Does quantum mechanics imply free will?

Does quantum mechanics imply free will?

study the material and answer this question for yourself cunt.

I choose to believe that every reality happens and we naturally experience the one path that lasts the longest

why on earth would it

Of course not, free will would require literal magic. There's no physical system, even a theoretical one, which could explain its existence.

It doesn't matter if free will exists because your subjective experience is one of agency.
Stop looking for reasons to not take responsibility for you shitty brainlet NEET life.
Philosophy belongs on Veeky Forums.

It implies that the universe is not absolutely deterministic. Laplace's Demon cannot exist.

No.

>he's a materialist

Why?

>he's a pragmatist

No, but the inverse may be true, depending on how you formulate free will.

You're making assumptions of what a physical system must be. Basically Newtonian Mechanics. Silly.

>quantum mechanics
Not a science.

even if the world were perfectly explained by newtonian mechanics, that still wouldn't disprove ""free will"". there's no purpose to thinking about it, because it is actually impossible to know regardless of the information we can attain

also according to all of modern psychology, almost everything we do is either genetics or environmental statistically speaking; so it's bizarre to even mention free will like it would matter if it were a thing

I don't know if the ability to predict what someone will do disproves freewill. Freewill isn't synonomous with unpredictability.

If you have [math]10^{23}[/math] particles together at room temperature, you've lost basically all of the quantum mechanical effects. They've been smoothed out to alter the classical nature to one part in millions or billions.

So I'd say regardless of whether or not free will exists, quantum mechanics has basically nothing to do with it.

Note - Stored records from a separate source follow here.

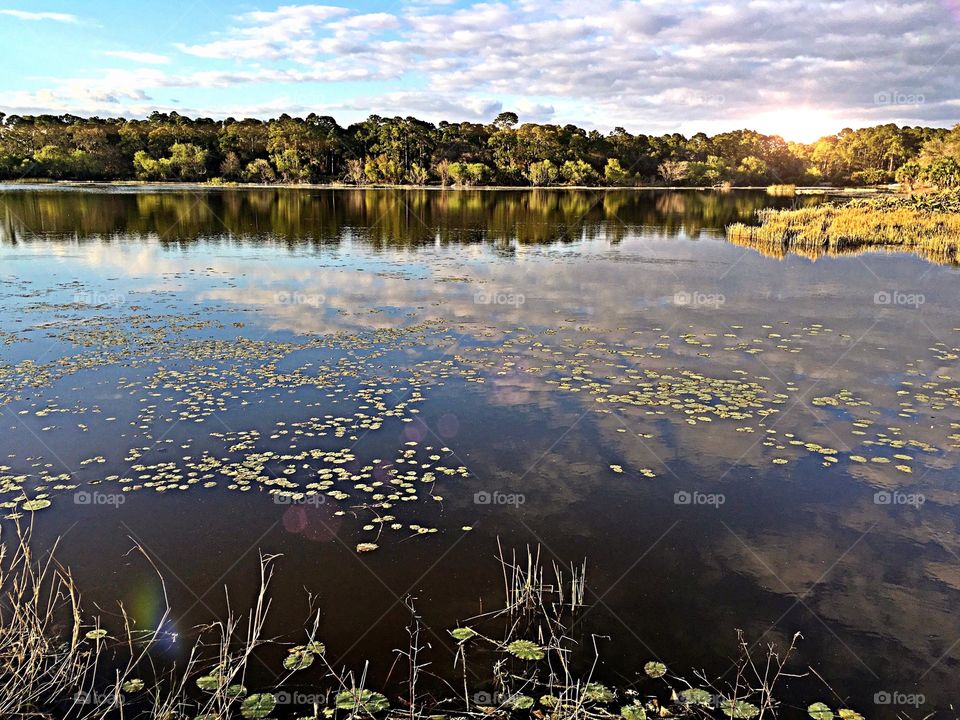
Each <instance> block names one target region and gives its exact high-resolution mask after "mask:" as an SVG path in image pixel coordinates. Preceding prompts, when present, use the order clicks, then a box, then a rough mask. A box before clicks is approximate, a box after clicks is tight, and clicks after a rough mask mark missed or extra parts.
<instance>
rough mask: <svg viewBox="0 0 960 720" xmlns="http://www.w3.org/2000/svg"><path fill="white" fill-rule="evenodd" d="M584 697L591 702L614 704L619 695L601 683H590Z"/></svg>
mask: <svg viewBox="0 0 960 720" xmlns="http://www.w3.org/2000/svg"><path fill="white" fill-rule="evenodd" d="M583 697H584V698H586V699H587V700H590V701H591V702H602V703H607V702H613V701H614V700H616V699H617V694H616V693H615V692H613V690H611V689H610V688H608V687H607V686H606V685H603V684H601V683H589V684H588V685H587V687H586V688H584V690H583Z"/></svg>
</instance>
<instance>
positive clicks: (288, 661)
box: [283, 650, 313, 670]
mask: <svg viewBox="0 0 960 720" xmlns="http://www.w3.org/2000/svg"><path fill="white" fill-rule="evenodd" d="M311 665H313V653H309V652H307V651H306V650H292V651H291V652H290V654H289V655H287V656H286V657H285V658H284V659H283V667H285V668H286V669H287V670H305V669H306V668H308V667H310V666H311Z"/></svg>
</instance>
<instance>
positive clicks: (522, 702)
mask: <svg viewBox="0 0 960 720" xmlns="http://www.w3.org/2000/svg"><path fill="white" fill-rule="evenodd" d="M533 702H534V700H533V698H532V697H530V696H529V695H514V696H513V697H511V698H510V699H509V700H507V702H506V703H504V705H506V706H507V707H508V708H510V709H511V710H529V709H530V708H532V707H533Z"/></svg>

does a mathematical model, based on an axiomatic system, that has predictive power in certain energy/distance ranges (as ling as the system isnt too complicated) imply an ill-defined concept about a completely different poorly understood system?

yes but approximating a human brain as a room is inaccurate.

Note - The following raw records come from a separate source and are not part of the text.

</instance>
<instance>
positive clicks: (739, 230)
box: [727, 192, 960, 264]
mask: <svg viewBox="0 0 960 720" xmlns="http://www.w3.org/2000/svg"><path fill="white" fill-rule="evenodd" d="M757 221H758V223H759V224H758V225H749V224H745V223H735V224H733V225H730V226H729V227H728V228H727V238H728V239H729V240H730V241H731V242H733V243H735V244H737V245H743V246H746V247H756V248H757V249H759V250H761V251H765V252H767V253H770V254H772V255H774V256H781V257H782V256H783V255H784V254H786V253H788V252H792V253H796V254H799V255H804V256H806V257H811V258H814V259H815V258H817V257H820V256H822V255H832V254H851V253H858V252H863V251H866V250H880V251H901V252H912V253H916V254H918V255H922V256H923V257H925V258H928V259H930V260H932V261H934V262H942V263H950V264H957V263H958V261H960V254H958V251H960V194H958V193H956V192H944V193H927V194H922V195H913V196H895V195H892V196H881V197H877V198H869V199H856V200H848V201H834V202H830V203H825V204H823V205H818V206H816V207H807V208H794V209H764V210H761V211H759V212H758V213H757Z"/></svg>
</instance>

That's clearly not what I was saying.

quantum mechanical effects are significant within cells. i would not be surprised if quantum mechanical effects within large emsembles of brain cells contribute to its ovrall function

>quantum mechanical effects are significant within cells
Define precisely what you mean by "significant" and provide peer reviewed research to back that claim up.

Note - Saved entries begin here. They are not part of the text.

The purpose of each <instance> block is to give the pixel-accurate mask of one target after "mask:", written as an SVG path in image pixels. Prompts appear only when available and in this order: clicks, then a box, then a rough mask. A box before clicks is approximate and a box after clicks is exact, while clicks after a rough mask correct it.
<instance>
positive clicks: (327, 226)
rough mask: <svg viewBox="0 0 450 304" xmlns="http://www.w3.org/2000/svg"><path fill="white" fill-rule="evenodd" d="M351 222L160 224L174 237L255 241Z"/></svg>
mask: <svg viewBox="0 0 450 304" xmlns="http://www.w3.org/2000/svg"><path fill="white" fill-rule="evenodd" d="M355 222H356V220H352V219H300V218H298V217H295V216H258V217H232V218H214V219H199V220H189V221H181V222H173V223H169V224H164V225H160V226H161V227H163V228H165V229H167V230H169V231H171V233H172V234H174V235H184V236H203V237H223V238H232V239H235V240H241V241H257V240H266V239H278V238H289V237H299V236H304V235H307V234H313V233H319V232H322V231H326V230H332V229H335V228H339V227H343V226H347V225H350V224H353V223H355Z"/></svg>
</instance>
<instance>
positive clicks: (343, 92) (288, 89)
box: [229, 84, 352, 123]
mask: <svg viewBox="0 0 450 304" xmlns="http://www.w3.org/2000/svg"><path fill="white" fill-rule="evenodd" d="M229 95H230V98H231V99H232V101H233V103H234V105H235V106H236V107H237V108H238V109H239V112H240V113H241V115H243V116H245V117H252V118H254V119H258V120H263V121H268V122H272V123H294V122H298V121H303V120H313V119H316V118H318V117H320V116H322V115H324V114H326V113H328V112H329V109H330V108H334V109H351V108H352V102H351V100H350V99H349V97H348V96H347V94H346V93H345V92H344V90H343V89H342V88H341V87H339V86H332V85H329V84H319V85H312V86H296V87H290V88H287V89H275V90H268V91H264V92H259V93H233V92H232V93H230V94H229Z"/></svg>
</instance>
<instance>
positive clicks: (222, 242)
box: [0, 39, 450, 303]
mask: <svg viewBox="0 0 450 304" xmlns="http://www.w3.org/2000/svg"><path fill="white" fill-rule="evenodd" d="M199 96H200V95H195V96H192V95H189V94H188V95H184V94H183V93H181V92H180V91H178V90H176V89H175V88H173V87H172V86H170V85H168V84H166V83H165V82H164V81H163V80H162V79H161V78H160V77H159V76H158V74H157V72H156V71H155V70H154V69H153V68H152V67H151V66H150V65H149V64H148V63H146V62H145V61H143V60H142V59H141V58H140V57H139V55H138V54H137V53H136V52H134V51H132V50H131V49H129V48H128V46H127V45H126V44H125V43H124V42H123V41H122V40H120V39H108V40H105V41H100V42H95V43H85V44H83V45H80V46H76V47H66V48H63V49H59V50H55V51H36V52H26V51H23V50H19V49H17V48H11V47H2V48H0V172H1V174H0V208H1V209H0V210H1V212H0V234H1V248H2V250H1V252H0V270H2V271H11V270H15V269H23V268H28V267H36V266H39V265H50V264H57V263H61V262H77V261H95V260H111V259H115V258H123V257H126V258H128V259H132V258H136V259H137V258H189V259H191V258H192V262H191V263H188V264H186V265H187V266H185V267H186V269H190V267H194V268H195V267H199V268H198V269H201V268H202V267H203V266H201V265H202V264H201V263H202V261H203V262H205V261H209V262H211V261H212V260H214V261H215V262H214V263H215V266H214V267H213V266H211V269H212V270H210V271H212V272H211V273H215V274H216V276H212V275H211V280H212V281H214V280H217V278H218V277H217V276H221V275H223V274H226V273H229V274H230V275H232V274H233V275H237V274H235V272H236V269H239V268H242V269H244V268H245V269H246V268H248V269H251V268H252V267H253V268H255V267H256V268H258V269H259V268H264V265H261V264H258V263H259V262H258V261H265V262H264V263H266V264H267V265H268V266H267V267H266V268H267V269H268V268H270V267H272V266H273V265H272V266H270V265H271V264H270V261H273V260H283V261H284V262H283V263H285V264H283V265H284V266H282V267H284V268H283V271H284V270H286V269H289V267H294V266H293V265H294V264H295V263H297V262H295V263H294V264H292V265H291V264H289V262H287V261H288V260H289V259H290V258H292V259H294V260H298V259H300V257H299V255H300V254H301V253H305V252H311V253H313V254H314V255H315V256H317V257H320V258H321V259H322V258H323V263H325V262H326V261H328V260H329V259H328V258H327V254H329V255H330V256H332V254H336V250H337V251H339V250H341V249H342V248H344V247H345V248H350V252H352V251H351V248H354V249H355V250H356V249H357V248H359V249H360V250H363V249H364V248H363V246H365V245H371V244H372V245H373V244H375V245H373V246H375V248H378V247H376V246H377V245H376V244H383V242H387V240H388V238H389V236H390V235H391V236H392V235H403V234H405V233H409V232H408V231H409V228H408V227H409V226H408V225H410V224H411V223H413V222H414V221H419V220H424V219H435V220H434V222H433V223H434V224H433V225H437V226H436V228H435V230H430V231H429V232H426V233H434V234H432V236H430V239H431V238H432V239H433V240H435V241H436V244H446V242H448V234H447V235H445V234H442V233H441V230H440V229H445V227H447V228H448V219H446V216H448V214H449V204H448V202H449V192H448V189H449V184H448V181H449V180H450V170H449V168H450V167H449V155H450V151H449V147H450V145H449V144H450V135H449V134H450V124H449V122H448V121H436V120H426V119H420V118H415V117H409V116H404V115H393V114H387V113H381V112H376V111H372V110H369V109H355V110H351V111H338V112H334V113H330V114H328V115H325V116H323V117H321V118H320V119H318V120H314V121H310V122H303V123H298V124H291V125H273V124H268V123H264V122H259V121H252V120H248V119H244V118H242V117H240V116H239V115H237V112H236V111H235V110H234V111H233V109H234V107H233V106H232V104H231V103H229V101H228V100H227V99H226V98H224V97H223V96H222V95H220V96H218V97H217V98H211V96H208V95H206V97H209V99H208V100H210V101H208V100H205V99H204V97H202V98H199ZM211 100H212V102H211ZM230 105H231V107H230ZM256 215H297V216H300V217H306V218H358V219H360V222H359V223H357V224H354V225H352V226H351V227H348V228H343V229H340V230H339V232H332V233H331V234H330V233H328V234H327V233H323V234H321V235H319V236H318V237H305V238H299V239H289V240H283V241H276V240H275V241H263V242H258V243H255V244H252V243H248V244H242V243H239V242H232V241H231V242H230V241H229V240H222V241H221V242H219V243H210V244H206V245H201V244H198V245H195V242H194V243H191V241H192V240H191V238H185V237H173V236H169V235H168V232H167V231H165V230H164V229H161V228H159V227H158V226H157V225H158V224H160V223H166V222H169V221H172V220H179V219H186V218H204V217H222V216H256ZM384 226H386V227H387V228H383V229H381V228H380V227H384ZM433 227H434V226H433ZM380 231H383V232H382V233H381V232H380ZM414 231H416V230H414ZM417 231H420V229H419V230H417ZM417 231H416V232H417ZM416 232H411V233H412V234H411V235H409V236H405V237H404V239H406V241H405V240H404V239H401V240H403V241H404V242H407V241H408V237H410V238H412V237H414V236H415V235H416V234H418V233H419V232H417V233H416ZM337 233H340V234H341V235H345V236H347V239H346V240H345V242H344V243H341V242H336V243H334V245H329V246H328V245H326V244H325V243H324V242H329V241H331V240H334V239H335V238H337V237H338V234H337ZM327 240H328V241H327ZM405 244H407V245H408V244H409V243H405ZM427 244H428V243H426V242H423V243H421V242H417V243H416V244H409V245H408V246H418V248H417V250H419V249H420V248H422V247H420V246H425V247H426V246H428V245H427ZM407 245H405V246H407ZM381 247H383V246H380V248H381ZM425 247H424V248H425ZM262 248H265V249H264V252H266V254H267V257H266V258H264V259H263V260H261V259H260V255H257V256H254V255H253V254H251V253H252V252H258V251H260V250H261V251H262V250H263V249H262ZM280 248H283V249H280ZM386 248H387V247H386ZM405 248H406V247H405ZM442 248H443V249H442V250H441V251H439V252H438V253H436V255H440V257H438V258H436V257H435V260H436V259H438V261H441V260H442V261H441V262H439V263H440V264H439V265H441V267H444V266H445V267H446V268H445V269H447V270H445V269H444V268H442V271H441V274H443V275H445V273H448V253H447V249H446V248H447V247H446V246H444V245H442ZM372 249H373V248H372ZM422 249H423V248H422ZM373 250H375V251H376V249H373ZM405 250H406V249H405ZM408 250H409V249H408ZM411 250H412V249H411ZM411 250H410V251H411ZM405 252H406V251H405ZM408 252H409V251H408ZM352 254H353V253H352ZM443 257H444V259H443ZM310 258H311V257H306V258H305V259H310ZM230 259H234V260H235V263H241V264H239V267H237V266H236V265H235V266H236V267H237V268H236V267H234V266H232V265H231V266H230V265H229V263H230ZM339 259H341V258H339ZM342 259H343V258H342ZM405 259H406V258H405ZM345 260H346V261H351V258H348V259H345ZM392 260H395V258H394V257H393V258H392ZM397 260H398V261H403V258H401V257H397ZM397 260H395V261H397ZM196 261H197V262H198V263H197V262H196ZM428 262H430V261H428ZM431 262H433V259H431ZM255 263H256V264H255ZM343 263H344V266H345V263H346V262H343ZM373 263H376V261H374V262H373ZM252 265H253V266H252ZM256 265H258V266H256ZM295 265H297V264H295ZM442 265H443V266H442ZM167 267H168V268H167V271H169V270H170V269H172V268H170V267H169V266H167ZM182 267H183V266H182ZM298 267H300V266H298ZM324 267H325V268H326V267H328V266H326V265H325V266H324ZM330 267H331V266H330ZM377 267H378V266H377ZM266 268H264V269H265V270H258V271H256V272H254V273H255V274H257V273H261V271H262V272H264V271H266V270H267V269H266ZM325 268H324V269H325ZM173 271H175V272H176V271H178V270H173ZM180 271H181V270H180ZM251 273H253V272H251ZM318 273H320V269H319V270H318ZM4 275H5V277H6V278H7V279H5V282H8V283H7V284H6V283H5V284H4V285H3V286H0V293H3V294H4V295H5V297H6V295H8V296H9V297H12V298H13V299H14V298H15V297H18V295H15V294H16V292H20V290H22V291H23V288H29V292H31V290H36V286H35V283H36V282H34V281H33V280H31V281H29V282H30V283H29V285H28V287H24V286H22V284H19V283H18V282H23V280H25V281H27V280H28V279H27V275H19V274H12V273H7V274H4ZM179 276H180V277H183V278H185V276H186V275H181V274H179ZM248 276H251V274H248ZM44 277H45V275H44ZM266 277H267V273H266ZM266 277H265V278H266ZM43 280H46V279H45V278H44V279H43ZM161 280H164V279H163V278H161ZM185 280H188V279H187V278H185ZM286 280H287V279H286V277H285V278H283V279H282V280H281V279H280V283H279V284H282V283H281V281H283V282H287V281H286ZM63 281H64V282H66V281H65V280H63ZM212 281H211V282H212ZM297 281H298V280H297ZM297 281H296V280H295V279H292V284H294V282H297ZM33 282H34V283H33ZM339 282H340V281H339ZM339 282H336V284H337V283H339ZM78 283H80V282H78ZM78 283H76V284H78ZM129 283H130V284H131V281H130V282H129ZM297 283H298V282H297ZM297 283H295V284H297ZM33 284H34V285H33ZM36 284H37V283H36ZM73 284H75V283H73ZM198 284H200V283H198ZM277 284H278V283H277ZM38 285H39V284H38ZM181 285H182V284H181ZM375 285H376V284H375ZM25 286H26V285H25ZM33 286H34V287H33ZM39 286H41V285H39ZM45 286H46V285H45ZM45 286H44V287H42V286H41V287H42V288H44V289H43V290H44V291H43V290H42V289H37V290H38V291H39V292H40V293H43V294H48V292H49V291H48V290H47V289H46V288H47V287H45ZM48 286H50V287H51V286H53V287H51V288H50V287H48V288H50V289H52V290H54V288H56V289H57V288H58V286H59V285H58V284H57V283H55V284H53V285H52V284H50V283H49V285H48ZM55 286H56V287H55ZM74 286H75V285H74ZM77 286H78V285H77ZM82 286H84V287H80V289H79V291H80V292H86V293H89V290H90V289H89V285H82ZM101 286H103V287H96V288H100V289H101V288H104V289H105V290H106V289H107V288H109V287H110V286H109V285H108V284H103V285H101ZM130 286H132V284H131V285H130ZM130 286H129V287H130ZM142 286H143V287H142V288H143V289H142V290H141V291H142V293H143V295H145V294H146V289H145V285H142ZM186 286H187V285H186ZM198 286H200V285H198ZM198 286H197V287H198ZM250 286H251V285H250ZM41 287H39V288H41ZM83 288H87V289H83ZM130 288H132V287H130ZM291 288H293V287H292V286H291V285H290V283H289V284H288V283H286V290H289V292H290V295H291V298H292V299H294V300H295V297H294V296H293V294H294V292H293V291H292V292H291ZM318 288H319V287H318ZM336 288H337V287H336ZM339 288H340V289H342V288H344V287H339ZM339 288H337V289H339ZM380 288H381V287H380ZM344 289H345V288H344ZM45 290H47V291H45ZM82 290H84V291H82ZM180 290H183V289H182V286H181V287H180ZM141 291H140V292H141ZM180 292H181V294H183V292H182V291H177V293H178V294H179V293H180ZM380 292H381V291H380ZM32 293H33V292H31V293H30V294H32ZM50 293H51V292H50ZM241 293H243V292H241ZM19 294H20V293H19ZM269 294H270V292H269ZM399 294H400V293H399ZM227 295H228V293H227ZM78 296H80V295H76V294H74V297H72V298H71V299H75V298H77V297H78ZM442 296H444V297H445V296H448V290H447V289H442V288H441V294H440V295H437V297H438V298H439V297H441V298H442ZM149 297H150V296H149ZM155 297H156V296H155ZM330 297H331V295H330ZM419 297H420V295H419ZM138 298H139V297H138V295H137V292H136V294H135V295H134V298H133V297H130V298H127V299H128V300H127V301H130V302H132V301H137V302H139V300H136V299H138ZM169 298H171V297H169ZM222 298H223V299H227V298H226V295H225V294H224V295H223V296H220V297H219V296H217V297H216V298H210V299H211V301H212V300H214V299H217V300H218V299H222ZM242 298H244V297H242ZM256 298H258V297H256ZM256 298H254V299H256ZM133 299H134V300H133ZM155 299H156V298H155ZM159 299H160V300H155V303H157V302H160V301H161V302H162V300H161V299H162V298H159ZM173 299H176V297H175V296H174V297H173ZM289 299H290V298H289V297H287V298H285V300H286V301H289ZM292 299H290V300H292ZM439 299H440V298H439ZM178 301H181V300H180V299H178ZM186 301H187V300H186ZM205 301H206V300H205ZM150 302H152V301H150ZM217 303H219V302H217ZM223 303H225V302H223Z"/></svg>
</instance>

Measurable is not the same as significant.

i suppose not everything, but anything on the molecular scale, like transcription/translation takes place at scales where qm is relevant

Apart from the abstract notion that quantum mechanics determines all things in nature, I disagree with this claim. Even the original quantum physicist, Schrodinger, argued that hereditary information in the cells (and the process by which it is manipulated and replicated) must be robust to the fluctuations present in the quantum theory of the atom. This is necessary to ensure it as a stable molecule within the cell. He outlines this reasoning and uses it to derive claims about the structure of the "genetic molecule" in his book "What is Life."

Geneticists agree. Cellular machinery works because of differences in chemical potential and protein gradients. These things are robust to local density/temperature fluctuations caused by thermal physics, which are much larger than those caused by quantum mechanics at temperature scales relevant to the functioning of biological matter.

This.

To further drive in my point, my partner is a researcher in the field of genetics and evolutionary developmental biology. I myself research things related to quantum field theory, in particular the structure of the vacuum at finite temperature. Believe me when I say that there is no meaningful overlap between our fields.

Quantum mechanics is confusing, and the human brain is confusing, but this is no indication they are related.

There are quantum effects at the protein level. The only reason your partner does not bother with them is because they are too hard to calculate. But yes, quantum mechanics effects things like cell regulation. One of the big benefits universal quantum computers will bring is the ability to better model and predict drug interactions because the quantum considerations are so computationally expensive. Look into it.